Internet service provider Q9 Networks Inc. marked its entry into western Canada recently with the opening of a data centre in Calgary.
The facility, the company’s third in Canada, will offer Alberta businesses various infrastructure and hosting solutions for mission-critical Internet applications, according to a company statement. The list of services offered includes managed servers, colocation space, managed firewalls, back-up, load balancing and virtual private networks. Q9 operates two other data centres – one in Toronto and the other in Brampton, Ont. The Calgary data centre will work in conjunction with the other centres to provide national customers with added business continuity and disaster recovery options, the company said. The company has indicated it may also expand further east, with a data centre possibly in Ottawa or Montreal.
IBM ramps up Informix integration
IBM Corp. has revealed plans to move more of its Informix-bred database technologies to Big Blue’s own DB2 data management platform.
Meanwhile, DB2 technology is being fitted to the Domino messaging server IBM now owns via its Lotus acquisition, company executives report. Technologies from IBM’s acquisition of Informix in 2001, such as the Cloudscape embedded Java database and Datablades which manage special data types, are being migrated to IBM platforms, IBM officials said. The development teams for Cloudscape and IBM’s embedded database, DB2 Everyplace, have been combined, said Janet Perna, general manager of IBM’s data management software group. DB2 Everyplace runs on embedded Linux and the Pocket PC platforms, she said.
Group to study security reporting
A number of software vendors and security firms are teaming up to discuss reporting strategies for security flaws, balancing the right of users to know whether their software is flawed against the possibility that publicizing vulnerabilities may encourage hackers.

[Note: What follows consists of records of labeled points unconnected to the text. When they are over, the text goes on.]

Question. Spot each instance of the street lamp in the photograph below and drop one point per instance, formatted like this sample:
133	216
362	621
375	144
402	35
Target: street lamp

The Organization for Internet Safety (OIS) will work to develop a system that will set standards for the way security vulnerabilities are disclosed, officials said in a prepared statement. Generally, security companies and independent security researchers who discover software bugs inform the vendor of the discovery, and give it some time to develop a patch for the flaw before releasing the information publicly.
However, this is not always the case, and security vulnerabilities have made their way into the public before the vendor had a chance to examine the bug, or determine its importance.
Help desk workers are in demand
IT professionals working on company help desks experienced the strongest growth in the job market, according to a recent Robert Half Technology report. According to the semi-annual study, entitled Robert Half Technology Hot Jobs Report, 18 per cent of surveyed Canadian CIOs chose help desk/end-user support as the most sought-after job category. The IT consulting service company’s report tracked the job growth of IT professionals through a survey of more than 270 CIOs across the country. A random sample of Canadian companies with 100 or more employees was contacted.
The help desk/end-user support job category rose four per cent since the firm’s last report. Desktop support analyst, technical administrator and computer technician – positions in the help desk/end-user support category – were job titles most sought-after in the IT industry, the report found.
Spending, app dev expected to rebound
Despite economic difficulties tied to accounting scandals and to the looming prospect of war on Iraq, revenue in the worldwide packaged software market will grow by around four per cent in 2003, after slower growth of around 1.5 per cent in 2002, according to IDC.
Applications such as operating systems and business software will be the largest area of spending in the software market in 2003 as compared with 2002. Global spending on applications will grow to US$131 billion by 2006. Meanwhile, application development and deployment promises to be the fastest-growing software segment through 2006, growing 11.5 per cent annually, according to a statement released by IDC. Growth in the software market is expected despite the lack of any obvious “killer app” to stimulate development, the firm said.
Solaris for Intel to ship by December
Sun Microsystems Inc. will ship a version of its Solaris 9 operating system around the end of the year for computers based on Intel Corp.’s x86 processor architecture, with a likely price tag of US$99. The company announced in August that it would ship the software bundled with its LX50 dual Pentium III server, but said at that stage it would support Solaris 9 only on that server and on systems based on its Sparc processors.
The previous version of the operating system, Solaris 8, was supported on a variety of x86 systems, and was available for free download, but in January, less than five months before the launch of Solaris 9, Sun announced that to cut costs it would end the free download scheme for the Intel platform and would not release Solaris 9 for Intel processors. Now, Solaris 9 is back on the menu for everyone.